In Martin’s own words: 

  • Staying on top of trends “I’m always reading, researching, attending trade shows and sourcing products you can’t find anywhere else” 
  • A good website “This is essential”
  • Top-class products “We love to support British brands but also have a love of modern Danish, French and German lines”
  • Embracing social media “It’s been an amazing marketing tool for us and has directly led to increased sales – way better than print advertising”
  • Hard work “My husband and I rarely switch off”
  • Being passionate about customers “We go above and beyond for our customers”
  • Being eco-conscious “We have a responsibility to do as much as we can, and customers expect it. We stock a lot of eco-friendly lines and our new paper bags have been tested to hold a Le Creuset casserole dish and withstand a Buxton rain shower!”
  • And the ingredient money can’t buy… “We just love our business”

Being a Bionic business 

Martin also credits Bionic with helping the business over the years.

“I’ve been using Bionic (formerly Make It Cheaper) for eight years and it’s saved us £1000s over the years,” says Martin.

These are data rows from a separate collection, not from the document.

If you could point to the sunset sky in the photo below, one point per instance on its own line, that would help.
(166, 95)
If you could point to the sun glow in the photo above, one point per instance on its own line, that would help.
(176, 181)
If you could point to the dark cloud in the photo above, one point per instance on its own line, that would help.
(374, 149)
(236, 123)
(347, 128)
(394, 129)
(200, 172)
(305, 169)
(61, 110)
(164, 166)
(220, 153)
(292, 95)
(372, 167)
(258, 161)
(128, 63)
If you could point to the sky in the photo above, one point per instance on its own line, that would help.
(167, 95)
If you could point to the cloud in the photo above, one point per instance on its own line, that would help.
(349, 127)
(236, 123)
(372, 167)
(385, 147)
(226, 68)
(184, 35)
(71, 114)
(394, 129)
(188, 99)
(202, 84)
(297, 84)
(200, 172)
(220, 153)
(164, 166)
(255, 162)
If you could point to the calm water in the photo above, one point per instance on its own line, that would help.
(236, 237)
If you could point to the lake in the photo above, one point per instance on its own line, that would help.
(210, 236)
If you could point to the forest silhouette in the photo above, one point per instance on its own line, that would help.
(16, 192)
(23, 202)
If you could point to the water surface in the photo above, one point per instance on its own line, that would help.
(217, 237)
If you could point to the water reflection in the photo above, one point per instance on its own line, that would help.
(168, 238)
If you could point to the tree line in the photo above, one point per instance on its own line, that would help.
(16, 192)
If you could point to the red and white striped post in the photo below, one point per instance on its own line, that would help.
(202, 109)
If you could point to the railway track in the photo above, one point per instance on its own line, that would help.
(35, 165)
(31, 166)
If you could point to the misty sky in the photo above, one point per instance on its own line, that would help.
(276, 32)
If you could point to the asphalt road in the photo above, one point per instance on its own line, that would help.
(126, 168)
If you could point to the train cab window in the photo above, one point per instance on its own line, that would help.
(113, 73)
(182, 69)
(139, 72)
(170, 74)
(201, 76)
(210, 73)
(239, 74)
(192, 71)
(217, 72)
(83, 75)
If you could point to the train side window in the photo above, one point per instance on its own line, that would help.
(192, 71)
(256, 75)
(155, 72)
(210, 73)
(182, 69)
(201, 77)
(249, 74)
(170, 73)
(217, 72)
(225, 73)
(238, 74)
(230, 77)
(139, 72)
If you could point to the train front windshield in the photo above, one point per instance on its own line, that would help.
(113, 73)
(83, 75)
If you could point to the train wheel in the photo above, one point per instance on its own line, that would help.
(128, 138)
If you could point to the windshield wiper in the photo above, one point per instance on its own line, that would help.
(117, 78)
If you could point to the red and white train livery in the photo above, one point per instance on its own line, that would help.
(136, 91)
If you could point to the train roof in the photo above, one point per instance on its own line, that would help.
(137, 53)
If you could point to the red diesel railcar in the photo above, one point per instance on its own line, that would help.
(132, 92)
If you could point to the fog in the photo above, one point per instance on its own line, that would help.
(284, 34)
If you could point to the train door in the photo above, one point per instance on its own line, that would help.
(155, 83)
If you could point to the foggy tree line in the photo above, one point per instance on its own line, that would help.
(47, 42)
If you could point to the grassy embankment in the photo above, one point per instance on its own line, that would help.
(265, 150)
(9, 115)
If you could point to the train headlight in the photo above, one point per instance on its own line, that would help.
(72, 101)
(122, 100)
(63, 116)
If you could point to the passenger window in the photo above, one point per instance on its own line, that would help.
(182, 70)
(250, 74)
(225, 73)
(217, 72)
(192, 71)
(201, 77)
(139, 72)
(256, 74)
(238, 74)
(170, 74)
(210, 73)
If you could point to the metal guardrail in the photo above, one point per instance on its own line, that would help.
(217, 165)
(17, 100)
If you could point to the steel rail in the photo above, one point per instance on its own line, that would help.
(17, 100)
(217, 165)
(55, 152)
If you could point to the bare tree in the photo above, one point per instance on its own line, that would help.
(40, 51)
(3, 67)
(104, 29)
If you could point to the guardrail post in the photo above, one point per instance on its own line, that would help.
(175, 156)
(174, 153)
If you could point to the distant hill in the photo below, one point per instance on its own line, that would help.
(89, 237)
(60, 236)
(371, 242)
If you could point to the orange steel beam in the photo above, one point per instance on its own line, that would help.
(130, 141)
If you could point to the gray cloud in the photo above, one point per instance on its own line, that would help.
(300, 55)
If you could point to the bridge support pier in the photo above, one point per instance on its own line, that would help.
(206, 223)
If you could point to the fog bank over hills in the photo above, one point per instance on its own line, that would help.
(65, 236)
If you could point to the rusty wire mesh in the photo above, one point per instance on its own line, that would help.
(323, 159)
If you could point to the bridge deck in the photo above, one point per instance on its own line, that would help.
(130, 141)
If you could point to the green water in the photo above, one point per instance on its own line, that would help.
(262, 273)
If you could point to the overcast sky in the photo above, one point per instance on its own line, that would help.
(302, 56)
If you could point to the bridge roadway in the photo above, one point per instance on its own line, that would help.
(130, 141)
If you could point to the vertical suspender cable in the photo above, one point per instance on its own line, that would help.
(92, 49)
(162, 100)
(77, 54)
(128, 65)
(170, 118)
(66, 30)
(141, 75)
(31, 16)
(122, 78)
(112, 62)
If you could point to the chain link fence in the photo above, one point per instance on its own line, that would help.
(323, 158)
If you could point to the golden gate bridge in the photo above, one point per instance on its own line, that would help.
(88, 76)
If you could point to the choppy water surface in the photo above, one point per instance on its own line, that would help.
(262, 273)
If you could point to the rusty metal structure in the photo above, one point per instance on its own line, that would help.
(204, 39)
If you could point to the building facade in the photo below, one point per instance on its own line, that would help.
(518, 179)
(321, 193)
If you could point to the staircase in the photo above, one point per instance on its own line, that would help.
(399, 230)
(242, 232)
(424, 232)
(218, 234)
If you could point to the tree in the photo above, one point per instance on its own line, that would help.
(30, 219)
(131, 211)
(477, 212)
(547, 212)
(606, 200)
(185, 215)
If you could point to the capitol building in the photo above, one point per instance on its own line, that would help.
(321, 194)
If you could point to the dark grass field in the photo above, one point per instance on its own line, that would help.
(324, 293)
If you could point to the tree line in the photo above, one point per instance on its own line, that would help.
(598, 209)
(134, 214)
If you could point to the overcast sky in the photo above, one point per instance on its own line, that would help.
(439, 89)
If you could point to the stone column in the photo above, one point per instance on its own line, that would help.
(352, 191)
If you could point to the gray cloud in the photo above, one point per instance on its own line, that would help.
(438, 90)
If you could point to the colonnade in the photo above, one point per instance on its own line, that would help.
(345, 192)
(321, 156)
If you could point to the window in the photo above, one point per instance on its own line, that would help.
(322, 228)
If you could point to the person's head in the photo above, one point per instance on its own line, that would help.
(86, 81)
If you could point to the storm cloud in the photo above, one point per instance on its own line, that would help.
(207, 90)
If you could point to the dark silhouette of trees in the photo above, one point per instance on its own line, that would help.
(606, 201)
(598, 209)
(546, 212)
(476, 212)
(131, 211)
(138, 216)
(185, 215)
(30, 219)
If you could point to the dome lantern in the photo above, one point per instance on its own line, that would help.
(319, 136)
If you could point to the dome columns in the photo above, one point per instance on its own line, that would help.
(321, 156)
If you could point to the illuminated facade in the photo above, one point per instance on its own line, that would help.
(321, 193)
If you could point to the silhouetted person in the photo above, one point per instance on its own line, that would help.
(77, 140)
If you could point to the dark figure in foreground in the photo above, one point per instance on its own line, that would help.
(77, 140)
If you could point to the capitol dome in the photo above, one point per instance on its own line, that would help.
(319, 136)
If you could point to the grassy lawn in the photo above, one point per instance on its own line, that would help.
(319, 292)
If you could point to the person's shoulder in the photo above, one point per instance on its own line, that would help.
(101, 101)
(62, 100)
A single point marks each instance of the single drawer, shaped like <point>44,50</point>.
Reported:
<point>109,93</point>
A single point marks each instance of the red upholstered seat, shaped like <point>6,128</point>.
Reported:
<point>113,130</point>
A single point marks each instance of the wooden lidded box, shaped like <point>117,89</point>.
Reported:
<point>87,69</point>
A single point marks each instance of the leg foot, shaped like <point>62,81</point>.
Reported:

“We initially used the service to get a better deal on utilities. Before that we would talk directly to the suppliers, ourselves – but you can spend a whole week on the phone doing that and time is of the essence when you run a business.”

Hargreaves now uses Bionic for its business insurance, too. “It’s always been a complex area for us because we’re two companies under one umbrella – retail and a working kitchen – but Bionic made it easy for us and were able to deliver a bespoke combined insurance package, which has been been a big cost saver for us. We trust them 100%.”

All eyes on the future

It would be easy for Hargreaves to trade on its history and tradition but that’s never been Martin’s vision.

“We have many plans bubbling away in the pipeline to carry on evolving the business,” he says. “Recently we brought in an expert to give a KitchenAid demonstration. It brought in customers from all over Europe and our tills were singing that day.”

His hard work has been paying off in profit – and awards. In February 2019, Hargreaves won Britain's Best Family Business Award in the Housewares Innovations Awards – an achievement that has made Martin chuffed to bits.

“I think my ancestors would be very proud that we’ve evolved and kept the tradition of Hargreaves going in spite of all the changes over the decades,” he says. “We’re still here, we’re still successful – and it’s that sense of pride that’s followed through down the family.”